Ac was working fine but now the compressor is spinning very slowly and it is hot in the car.
The compressor normally spins much faster and comes on and off it is just spinining nonstop but very slow. What is the cause of this?
Should I just replace the compressor or could it be something else?
No, first you have it diagnosed by an AC shop. Might be the compressor, but until diagnosed, who knows.
compressor spinning slow? Is the belt squealing?
this could be a few things:
needs a new belt and tensioner,
a slipping a/c clutch,
or a worn out compressor.
Has any work recently been done to this car or it’s a/c system?
Hello. No work has been done to the AC system. It was blowing ice cold and then start to get hot and lost all cool air.
Yes the compressor is spinning very slow. No squealing. Is there any relay or fuses that should be checked?
I just don’t see how that can be . The drive belt should be turning everything at the same speed . How have you determined the compressor is slow.
Air conditioner work is not really a do it yourself item.
The end of the compressor with the clutch is spinning all the time even when the ac is turned off. Not fast at all. A snails pace.
When I turn the ac on it spins just a little faster but not near as fast as normal.
I may not be fixing the ac system myself but I would like to get some knowledge about this and what might be going on before taking it somewhere. A lot of mechanics in my area are rip offs. And I have yet to find one I truly trust yet.
The compressor clutch is slipping.
OK. How much can I expect to pay to have the ac compressor and clutch replaced. I see some online for $110-$150.
What would labor be usually for this repair?
online prices are irrelevant, the shop marks them up
check repairpal.com it will give you an estimate based on your zipcode
Since your location is unknown and have no idea who will do this repair no way to even guess . You will just have to get prices yourself and expect tp pay a diagnostic fee so the work that is done is what is really needed.
You should not assume that the price you see online will apply to the actual compressor. Shops mark the parts up and there are also peripheral issues such as a new accumulator, new orifice tube, flushing the system, and so on. Reman compressors around here are around 200 bucks on average and an accumulator is about 30 or so. That is sans markup and the reman compressors are Four Seasons. I’ve had issues with Four Seasons remans and refuse to use them.
Some shops are hesitant to use customer provided parts and if they do there may be zero warranty on any work done.
If leak checks reveal problems in the system other than the compressor that would be additional cost.
If all that’s wrong is the compressor clutch is slipping, the clutch can be replaced without replacing the entire compressor.
And most times, this can be done without disconnecting the compressor from the AC system.
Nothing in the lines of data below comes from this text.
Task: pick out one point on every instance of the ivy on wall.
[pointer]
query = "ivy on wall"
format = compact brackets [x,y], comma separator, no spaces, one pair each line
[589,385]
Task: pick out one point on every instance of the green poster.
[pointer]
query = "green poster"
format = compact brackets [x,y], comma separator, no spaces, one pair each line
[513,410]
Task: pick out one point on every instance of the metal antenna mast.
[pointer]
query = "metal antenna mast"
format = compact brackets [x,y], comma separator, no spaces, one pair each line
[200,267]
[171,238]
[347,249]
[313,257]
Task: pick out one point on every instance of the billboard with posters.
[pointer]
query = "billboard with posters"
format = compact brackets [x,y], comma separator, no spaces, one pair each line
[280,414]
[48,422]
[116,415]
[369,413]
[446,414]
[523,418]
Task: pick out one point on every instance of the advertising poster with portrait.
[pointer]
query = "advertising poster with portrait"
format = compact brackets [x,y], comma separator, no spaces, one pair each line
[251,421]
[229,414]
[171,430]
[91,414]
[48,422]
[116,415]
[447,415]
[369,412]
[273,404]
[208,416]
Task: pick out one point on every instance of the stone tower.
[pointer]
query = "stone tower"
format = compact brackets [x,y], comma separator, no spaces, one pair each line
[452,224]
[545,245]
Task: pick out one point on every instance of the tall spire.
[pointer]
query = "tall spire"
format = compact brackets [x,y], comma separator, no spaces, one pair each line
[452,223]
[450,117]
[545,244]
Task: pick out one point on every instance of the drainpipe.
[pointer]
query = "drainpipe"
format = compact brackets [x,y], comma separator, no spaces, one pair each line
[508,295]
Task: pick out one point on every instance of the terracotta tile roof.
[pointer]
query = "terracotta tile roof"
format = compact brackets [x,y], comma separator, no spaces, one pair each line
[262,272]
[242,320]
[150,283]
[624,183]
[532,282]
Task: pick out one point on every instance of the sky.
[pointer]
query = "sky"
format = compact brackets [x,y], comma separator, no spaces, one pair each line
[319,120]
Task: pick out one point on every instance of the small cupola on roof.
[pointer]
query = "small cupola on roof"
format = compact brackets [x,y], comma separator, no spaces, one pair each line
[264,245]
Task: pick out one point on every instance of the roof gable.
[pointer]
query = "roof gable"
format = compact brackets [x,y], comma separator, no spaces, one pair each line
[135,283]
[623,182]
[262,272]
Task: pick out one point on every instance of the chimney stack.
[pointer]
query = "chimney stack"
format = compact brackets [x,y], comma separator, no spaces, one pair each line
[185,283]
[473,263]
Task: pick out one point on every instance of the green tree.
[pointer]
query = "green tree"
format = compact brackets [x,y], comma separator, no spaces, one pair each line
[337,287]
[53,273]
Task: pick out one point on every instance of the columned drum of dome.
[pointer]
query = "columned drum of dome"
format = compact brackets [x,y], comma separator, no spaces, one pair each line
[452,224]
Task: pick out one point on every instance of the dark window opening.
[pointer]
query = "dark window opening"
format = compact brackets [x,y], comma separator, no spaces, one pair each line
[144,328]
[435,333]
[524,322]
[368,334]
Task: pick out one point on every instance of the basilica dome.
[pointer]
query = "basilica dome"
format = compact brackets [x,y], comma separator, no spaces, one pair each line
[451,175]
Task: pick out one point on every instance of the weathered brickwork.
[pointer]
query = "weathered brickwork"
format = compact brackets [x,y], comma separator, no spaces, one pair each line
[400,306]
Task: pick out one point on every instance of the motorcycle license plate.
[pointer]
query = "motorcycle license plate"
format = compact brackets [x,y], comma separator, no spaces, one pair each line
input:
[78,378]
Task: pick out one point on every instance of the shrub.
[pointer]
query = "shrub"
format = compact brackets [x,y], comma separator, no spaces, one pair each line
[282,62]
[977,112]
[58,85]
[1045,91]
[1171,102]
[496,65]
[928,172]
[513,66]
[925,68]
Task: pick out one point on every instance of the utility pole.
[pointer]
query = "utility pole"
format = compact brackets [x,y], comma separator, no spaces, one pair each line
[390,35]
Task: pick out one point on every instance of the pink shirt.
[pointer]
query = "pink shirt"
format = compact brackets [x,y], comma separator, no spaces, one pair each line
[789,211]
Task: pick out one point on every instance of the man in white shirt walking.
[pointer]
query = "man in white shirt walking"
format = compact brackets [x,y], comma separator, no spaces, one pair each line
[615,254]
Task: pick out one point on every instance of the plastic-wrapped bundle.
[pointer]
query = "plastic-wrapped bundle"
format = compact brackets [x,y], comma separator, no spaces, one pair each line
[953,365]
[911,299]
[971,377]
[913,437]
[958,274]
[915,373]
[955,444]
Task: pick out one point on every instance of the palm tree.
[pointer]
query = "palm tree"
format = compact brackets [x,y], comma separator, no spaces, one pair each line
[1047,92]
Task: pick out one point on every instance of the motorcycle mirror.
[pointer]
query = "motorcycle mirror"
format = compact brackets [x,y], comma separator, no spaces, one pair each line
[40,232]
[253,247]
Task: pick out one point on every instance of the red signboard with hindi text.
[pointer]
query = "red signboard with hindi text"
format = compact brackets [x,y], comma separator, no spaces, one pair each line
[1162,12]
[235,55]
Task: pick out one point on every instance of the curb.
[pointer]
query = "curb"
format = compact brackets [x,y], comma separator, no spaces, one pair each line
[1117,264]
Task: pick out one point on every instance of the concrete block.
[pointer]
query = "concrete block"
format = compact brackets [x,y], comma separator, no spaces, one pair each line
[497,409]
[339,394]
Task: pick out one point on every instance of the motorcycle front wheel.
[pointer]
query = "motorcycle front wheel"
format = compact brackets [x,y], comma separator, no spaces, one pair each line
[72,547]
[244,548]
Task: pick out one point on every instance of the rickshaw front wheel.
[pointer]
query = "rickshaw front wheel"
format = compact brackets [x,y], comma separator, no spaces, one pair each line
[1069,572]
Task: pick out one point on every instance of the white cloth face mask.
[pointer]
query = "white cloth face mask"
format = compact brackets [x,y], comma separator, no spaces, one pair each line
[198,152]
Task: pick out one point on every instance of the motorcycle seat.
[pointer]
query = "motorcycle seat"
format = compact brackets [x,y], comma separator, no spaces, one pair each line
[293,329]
Ok. So if it’s just the ac clutch slipping I can remove that while still attached to the car?
Does the refrigerant still need to be evacuated or this won’t effect that?
That might be a do it your self option? I’ve removed the power steering pump and put a head gasket on this car as well so I’m familiar with removing everything needed to access the ac compressor and clutch area.
I also have another ford Taurus for parts. Is the ac clutch something that would go bad while sitting like the compressor or is it safe to use the used one?
Do you own compressor clutch removal/installation tools?
I do not but I can purchase one. Is that all that is needed to replace the clutch?
The spanner wrench is for holding the clutch plate while loosening or tightening the bolt but most people don’t use one, the bolt holding the clutch plate can be removed with a small impact. The clutch plate is removed with a 8 X 1.25 MM bolt. Save the small washers that are between the clutch plate and compressor shaft, those are used to set the clearance between the plate and pulley. You will need a snap ring pliers to remove the hub pulley and coil.